Espaço inquieto e questionador por excelência, o cartum propõe uma relação direta entre o desenhar e o desdenhar. É como o camponês que não apenas vê que o rei está nu, mas se põe a ridicularizar e dar gargalhadas da situação; a risada é, em muitas situações, um espaço de desafio, e disso um cartunista sabe muito bem. Fiel a essa disposição, o cartunista Santiago lança seu Caderno de desdenho (Libretos, 140 pág, R$ 45,00) - uma obra que coloca o trocadilho em ação com muita coerência, para dizer o mínimo.
O livro reúne o melhor da produção de Santiago nos últimos 30 anos, incluindo desenhos inéditos. A obra inclui 16 cartuns vencedores em salões nacionais e internacionais. Na semana que vem, mais precisamente no dia 10 de março, o autor estará autografando exemplares do livro no Espaço Amelie (Vieira de Castro, 439), a partir das 17h30min.
"O humorista, o desenhista de humor é o cara que está sempre desdenhando de tudo: dos governos, das instituições, das hipocrisias sociais, dos preconceitos, da ignorância", enumera Santiago. "A postura do humorista beira ao anarquismo político, duvidamos e desrespeitamos tudo. Claro que também existe lugar para o humor do riso pelo riso, afinal, rir é uma necessidade e um dos grandes prazeres humanos. Mas o humorista que se pretende crítico e engajado precisa ter por norte cutucar as feridas, incomodar os poderosos". Um caminho que Santiago (ou Neltair Abreu, como o chamariam aqueles que não tenham intimidade alguma com ele) segue em virtualmente todas as ilustrações presentes no volume.
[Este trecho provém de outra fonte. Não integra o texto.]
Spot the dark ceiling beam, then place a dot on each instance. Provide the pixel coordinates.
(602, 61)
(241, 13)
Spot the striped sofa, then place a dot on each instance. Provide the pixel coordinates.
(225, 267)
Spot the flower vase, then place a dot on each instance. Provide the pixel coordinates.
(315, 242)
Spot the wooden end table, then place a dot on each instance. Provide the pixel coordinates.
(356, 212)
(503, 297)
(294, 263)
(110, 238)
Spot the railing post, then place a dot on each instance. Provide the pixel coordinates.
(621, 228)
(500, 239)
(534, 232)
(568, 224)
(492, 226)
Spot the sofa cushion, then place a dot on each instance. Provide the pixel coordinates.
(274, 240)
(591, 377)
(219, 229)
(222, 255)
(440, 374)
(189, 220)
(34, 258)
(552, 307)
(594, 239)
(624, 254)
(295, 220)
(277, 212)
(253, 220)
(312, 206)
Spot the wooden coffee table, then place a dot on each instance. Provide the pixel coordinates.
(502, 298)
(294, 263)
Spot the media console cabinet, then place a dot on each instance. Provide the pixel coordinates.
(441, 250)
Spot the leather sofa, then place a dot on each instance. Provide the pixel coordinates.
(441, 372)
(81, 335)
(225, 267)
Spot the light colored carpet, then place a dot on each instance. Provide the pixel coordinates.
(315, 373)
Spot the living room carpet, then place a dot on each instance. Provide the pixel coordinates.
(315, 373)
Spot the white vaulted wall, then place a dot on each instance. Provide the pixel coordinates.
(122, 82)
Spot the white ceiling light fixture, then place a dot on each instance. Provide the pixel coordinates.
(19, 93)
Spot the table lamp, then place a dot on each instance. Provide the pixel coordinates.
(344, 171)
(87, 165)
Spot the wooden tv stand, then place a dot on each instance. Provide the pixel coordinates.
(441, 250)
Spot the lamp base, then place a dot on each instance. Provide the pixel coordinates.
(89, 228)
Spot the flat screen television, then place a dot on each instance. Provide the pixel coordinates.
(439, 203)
Para alguém tão acostumado a "desdenhar com muito empenho", como diz o próprio, escolher quais obras entrariam em Caderno de desdenho poderia ter sido trabalhoso. Mas o cartunista garante que a coisa foi mais fácil do que parece. "Claro que, em alguns momentos, pintam uns dilemas. Mas, em geral, aqueles trabalhos em que eu mais me empenhei se impõem no meio dos que considero desimportantes. Também venho gestando a seleção há vários anos - eu já tinha o título, só precisava rechear o volume. Ainda aconteceu que, depois do livro impresso, me dei conta de que não incluí pelo menos um cartum importante. Tudo bem, entra numa próxima coletânea!"
Cutucar onças com vara curta é um tão esporte divertido quanto arriscado. Ser cartunista continua criando problemas, 47 anos depois? "Sempre se mexe em abelheiras quando não se está a fim de fugir das broncas. Mas, felizmente, eu nunca tive grandes problemas, a não ser perder empregos!", brinca. "Casos como processos ou ameaças nunca tive, mesmo no período ditatorial, em que trabalhei na Folha da Tarde, de grande circulação. Censura, sim, tive muitas, e essas sim me incomodam pessoalmente. É sempre uma sensação de ser mutilado", diz.
Seja como for, motivos para usar a arte como denúncia e crítica seguem existindo. O que é bom por um lado, mas cansativo por outro, já que é também sinal de que as coisas levam bem mais tempo para mudar do que a gente gostaria. Se é que mudam. "Claro que o mesmo vigor (da juventude) não se tem mais, mas a indignação que move um crítico continua e os fatos também não dão muita trégua. Porém, sinto às vezes uma coisa que o (chargista argentino) Quino já tinha dito: uma certa decepção sabendo que os absurdos que criticamos continuam acontecendo da mesma maneira que quando começamos a carreira."
Se todo cartum tem a vocação para ser uma pedra no sapato, estamos em um momento no qual todo cartunista precisa ter vocação para a teimosia. Afinal, o formato meio que pertence ao impresso por excelência, quase como se exigisse uma virada de página para aparecer em sua plenitude - um problema na medida em que, como sabemos, há cada vez menos impresso pelo mundo. "Não se ganha nada com os desenhos postados na internet, e a sobrevivência dos desenhistas se tornou dificílima. Não existem mais editoras, empresas que paguem por um desenho. Hoje a charge - pra não perder a piada - não tem mais papel, porque os impressos sumiram!", lamenta, mas sem perder o deboche. "Mas, falando sério, a missão da crítica desenhada é muito importante nesse momento de fortalecimento do pensamento fascista intolerante e do simplismo de ideias que levaram à terrível situação nacional. É preciso, sim, botar a boca no trombone - ou a pena na cartolina, ou o mouse na mesa gráfica - e ocupar todos esses espaços que a internet nos oferece. Observo e admiro a proliferação dos memes, que chegam a ser, às vezes, melhores que as charges".